Dan angin malam seakan berhenti bertiup. Pendar rembulan menampilkan kemuraman, hingga beberapa serangga kecil terlihat meniti cahaya.
“mulai hari ini mari kita tautkan emosi masing-masing. Sebagai warga negara yang baik, mari kita proaktif berusaha menyelamatkan aset publik yang masih tersisa. Memang benar jika kebijakan Penguasa saat ini  adalah kebijakan tabrak lari. Dilakukan dahulu, baru kemudian sosialisasi .. sungguh pengecut. Namun jangan retak semangat dan larut dalam kesedihan, marilah kita mengintegrasikan elemen kerakyatan, termasuk tokoh masyarakat, mahasiswa, pengajar, seniman, LSM, aktivis hukum, wartawan, dan berbagai lapisan lain untuk menyatukan suara perlawanan,“ Abah mengendapkan emosi yang turut keluar melalui getar suaranya.

“Hentikan kebijakan publik yang tidak propublik.

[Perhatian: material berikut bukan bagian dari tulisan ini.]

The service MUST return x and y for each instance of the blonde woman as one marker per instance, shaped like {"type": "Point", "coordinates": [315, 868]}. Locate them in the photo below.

Itu yang akan kita teriakkan,” Abah perlahan namun pasti mulai berapi-api.

"Integrasi kekuatan intelektual bisa menghentikan kebijakan yang tidak pro rakyat. Tidak perIu memakai kekerasan. Kalau represi dilawan represi, yang tersisa hanyalah kehancuran demokrasi,” Abah masih memberikan suntikan semangat.

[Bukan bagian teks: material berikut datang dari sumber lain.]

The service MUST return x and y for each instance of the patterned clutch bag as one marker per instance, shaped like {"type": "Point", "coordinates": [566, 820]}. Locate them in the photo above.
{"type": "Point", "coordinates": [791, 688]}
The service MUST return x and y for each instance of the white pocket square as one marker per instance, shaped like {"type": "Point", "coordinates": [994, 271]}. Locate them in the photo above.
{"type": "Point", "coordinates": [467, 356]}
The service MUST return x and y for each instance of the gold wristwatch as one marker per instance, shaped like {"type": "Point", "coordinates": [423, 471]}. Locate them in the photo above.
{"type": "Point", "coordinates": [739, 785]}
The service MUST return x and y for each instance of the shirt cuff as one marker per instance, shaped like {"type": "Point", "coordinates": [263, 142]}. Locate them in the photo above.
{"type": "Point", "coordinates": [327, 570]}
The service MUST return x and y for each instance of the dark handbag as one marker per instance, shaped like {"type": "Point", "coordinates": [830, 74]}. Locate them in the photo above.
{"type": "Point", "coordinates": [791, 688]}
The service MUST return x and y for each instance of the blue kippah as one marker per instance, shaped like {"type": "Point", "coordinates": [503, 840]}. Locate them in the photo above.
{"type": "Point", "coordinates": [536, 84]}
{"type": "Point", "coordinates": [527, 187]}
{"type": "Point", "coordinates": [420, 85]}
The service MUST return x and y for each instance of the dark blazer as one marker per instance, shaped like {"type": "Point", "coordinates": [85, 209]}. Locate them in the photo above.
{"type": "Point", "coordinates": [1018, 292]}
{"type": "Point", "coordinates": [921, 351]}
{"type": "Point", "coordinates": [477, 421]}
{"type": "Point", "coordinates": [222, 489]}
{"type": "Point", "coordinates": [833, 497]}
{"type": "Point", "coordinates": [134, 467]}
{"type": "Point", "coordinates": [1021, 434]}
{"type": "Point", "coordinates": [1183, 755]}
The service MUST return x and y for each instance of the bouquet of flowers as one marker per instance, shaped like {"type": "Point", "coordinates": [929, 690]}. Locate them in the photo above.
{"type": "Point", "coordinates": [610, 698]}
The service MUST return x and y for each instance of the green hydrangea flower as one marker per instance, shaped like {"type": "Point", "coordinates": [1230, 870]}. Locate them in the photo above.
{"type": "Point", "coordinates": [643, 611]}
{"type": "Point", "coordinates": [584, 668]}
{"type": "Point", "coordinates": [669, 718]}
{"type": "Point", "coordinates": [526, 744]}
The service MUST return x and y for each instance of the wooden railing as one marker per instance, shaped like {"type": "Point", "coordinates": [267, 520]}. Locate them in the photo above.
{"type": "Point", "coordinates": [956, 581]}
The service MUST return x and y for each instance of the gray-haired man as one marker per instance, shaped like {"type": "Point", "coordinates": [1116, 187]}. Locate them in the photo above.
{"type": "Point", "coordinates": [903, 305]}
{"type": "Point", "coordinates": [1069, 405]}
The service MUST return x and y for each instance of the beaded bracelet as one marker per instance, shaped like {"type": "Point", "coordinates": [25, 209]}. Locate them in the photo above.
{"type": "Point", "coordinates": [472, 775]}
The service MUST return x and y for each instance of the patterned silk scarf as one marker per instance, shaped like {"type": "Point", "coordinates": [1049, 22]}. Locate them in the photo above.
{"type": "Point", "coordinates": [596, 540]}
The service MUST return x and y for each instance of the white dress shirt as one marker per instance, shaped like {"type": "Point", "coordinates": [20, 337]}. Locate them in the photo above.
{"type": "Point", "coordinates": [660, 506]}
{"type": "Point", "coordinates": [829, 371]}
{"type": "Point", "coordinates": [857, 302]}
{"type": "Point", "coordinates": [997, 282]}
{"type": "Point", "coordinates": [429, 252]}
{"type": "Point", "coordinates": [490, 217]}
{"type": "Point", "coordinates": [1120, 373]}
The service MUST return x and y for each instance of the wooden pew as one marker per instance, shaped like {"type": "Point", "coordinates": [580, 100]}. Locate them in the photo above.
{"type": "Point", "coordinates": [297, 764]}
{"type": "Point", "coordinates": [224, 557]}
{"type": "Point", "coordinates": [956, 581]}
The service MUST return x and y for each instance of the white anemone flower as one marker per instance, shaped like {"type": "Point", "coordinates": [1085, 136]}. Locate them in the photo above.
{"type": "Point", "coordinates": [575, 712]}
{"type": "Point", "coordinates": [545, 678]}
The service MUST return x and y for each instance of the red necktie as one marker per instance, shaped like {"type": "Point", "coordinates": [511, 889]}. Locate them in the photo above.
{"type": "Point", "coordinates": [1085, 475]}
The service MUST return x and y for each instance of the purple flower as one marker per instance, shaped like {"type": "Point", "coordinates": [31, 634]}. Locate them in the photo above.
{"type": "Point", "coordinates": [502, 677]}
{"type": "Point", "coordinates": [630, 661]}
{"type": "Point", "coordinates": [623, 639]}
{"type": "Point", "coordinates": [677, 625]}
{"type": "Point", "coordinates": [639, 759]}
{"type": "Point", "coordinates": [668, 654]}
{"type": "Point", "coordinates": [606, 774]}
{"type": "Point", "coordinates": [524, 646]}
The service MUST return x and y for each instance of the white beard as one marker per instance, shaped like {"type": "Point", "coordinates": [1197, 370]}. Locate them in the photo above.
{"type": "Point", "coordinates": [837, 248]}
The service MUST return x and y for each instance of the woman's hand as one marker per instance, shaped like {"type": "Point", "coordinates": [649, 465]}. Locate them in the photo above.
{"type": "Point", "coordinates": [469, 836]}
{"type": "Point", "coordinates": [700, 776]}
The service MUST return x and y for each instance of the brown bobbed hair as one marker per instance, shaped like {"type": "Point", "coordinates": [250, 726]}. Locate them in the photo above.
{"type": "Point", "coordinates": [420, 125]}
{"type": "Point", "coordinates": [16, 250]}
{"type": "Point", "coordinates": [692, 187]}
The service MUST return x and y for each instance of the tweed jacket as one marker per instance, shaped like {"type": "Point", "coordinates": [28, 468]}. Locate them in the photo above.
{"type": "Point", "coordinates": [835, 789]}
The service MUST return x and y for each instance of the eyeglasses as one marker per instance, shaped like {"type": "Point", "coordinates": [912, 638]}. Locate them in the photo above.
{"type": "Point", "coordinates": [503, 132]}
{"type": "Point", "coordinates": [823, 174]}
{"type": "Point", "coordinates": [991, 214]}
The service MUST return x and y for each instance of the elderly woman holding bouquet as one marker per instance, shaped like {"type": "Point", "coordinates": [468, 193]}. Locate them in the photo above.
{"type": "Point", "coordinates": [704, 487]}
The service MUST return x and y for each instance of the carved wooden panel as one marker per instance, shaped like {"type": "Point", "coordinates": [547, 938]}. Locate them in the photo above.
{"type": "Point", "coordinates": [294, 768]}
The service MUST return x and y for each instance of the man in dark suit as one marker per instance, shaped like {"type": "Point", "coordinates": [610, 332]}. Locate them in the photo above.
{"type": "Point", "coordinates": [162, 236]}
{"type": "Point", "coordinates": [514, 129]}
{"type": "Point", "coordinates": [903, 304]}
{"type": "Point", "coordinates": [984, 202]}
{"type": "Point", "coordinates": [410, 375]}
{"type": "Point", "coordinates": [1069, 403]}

“setelah pemaparan para ahli, mari kita berdiskusi dan membuat strategi perlawanan. Menyelamatkan sisa-sisa ruang terbuka hijau agar tidak senasib dengan taman Tetrakila yang dulunya dipenuhi kolam teratai namun kini disulap menjadi perumahan mewah. Mari kita merapatkan barisan,” Abah berkata-kata penuh emosi.
Kalimatnya mengingatkan seluruh peserta bahwa cukup sudah Ruang Terbuka Hijau dirampok dan dijadikan stasiun SPBU, perumahan mewah, dan areal pertokoan.

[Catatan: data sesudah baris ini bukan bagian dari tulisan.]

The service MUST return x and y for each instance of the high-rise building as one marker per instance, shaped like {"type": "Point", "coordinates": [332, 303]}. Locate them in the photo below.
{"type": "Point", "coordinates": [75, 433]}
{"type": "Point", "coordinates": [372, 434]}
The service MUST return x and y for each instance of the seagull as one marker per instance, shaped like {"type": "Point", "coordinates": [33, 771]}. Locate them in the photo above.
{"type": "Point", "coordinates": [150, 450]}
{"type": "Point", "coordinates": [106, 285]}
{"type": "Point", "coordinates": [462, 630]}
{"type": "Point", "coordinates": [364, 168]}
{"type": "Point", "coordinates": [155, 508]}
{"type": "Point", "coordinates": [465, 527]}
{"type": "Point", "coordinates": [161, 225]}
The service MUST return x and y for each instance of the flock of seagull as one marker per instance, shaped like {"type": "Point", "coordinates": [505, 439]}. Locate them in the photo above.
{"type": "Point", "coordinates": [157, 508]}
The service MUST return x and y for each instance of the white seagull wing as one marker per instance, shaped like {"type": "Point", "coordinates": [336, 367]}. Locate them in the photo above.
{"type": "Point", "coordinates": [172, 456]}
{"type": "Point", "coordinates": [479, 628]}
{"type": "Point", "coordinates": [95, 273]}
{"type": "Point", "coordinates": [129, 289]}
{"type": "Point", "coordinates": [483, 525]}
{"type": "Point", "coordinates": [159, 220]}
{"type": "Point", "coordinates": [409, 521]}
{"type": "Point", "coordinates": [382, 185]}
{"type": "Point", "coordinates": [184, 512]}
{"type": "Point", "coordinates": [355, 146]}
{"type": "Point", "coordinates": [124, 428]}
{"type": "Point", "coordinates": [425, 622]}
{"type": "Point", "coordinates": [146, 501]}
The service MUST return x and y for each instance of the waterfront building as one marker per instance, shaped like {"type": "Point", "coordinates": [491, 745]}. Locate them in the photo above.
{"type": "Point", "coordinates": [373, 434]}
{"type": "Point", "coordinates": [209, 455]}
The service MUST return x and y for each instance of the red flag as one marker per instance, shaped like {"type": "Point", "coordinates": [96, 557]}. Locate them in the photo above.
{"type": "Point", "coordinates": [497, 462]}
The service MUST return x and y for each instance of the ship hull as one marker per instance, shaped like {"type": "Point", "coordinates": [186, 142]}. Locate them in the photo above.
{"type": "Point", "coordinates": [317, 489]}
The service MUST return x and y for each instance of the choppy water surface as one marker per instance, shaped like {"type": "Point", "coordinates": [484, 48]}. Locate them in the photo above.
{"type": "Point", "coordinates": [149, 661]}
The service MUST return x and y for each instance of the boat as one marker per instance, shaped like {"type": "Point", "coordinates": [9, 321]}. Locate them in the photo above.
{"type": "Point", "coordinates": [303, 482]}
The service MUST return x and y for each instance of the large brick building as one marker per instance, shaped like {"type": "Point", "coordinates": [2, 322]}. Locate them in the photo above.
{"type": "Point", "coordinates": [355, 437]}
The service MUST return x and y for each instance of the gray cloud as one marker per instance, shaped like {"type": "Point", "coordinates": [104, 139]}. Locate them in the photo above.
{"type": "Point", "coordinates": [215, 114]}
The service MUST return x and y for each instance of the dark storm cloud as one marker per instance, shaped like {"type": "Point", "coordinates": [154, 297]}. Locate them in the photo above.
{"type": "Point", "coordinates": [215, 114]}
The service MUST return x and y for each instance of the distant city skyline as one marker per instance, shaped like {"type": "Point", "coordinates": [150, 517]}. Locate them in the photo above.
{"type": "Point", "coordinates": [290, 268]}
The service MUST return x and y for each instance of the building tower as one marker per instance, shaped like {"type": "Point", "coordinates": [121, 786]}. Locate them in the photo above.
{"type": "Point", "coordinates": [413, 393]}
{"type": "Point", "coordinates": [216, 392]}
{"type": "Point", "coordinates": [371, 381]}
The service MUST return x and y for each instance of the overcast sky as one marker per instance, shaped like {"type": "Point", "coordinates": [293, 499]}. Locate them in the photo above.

Sementara Anggun masih terpaku, betapa ia tak percaya fakta yang tersaji sedemikian memiriskan. Ia bersiap memberikan informasi guna konsolidasi antar elemen.
“Ta, kamu siap-siap memaparkan website,” Anggun berkata dengan suara sedih. Tenggorokan Zweta pun masih tercekat. Ia hanya bisa membalas kalimat Anggun dengan tatapan mata yang sayu.
“ya, Kak” suara Zweta seperti dipaksakan keluar.
Sementara pendar rembulan semakin sayu, sementara nyala lilin yang berlimbungan terus melelehkan tubuhnya hingga tinggal sisa-sisa.